Finding sequential records

Lists: pgsql-sql
From: Steve Midgley <science(at)misuse(dot)org>
To: pgsql-sql(at)postgresql(dot)org
Subject: Finding sequential records
Date: 2008-09-26 17:39:13
Message-ID: [email protected]
Views: Whole Thread | Raw Message | Download mbox | Resend email
Lists: pgsql-sql

Hi,

I've been kicking this around today and I can't think of a way to solve
my problem in "pure SQL" (i.e. I can only do it with a
looping/cursor-type solution and some variables).

Given a table with this DDL/data script:

drop table if exists dummy;
create table dummy (
id integer primary key,
name varchar(255),
fkey_id integer
)
;
insert into dummy (id, name, fkey_id) values (502163,'3Br/3Ba Pool
Villa in Westin St.
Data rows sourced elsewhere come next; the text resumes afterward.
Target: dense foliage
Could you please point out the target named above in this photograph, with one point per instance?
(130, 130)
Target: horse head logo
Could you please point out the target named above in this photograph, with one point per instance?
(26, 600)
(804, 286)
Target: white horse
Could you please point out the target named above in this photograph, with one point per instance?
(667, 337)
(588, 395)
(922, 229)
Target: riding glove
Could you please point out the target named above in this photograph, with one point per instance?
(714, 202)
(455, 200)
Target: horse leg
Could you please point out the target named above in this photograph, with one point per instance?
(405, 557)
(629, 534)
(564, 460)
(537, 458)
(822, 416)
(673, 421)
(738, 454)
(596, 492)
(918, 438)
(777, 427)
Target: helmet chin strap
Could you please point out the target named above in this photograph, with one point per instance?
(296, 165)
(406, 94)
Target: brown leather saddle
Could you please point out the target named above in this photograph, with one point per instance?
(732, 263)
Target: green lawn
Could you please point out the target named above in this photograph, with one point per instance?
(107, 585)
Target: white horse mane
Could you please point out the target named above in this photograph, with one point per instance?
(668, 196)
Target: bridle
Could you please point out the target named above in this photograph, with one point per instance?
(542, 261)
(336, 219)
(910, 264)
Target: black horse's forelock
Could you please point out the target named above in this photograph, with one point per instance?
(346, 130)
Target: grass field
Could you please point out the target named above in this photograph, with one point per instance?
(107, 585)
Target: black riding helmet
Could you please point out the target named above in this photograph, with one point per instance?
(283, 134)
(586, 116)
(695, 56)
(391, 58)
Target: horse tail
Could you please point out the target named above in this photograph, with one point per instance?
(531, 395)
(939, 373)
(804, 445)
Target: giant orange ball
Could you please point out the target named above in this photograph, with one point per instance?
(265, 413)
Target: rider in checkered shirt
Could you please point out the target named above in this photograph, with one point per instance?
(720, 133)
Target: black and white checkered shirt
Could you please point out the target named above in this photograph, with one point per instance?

John, USVI- Summer 2008',500100);
insert into dummy (id, name, fkey_id) values (502164,'3Br/3Ba Pool
Villa in Westin St. John, USVI- Summer 2008',500100);
insert into dummy (id, name, fkey_id) values (502169,'Lazy Bear
Lodge',105);
-- not sequential id to previous
insert into dummy (id, name, fkey_id) values (502199,'Lazy Bear
Lodge',105);
insert into dummy (id, name, fkey_id) values (502170,'3 Bed, 1 Bath
Cottage Less Than a Mile from West Dennis Beach',500089);
insert into dummy (id, name, fkey_id) values (502171,'3 Bed, 1 Bath
Cottage Less Than a Mile from West Dennis Beach',500089);
-- not sequential id nor duplicate fkey_id to previous
insert into dummy (id, name, fkey_id) values (502175,'3 Bed, 1 Bath
Cottage Less Than a Mile from West Dennis Beach',500102);
insert into dummy (id, name, fkey_id) values (502213,'Sea
Watch',500128);
-- not duplicate fkey_id to previous
insert into dummy (id, name, fkey_id) values (502214,'Sea
Watch',500130);

Find all instances where
* name is duplicated
* fkey_id is the same (for the any set of duplicated name fields)
* id is sequential (for any set of duplicated name fields)

The system should return

502163
502164
502170
502171

Here's as far as I got:

select id
from dummy
where
name in (
select name from dummy
group by name
having count(name)>1
)
order by id

I can't figure out how to test for duplicate fkey_id when name is the
same, nor to test for sequential id's when name is the same.

Having a method for either would be great, and both would be a bonus!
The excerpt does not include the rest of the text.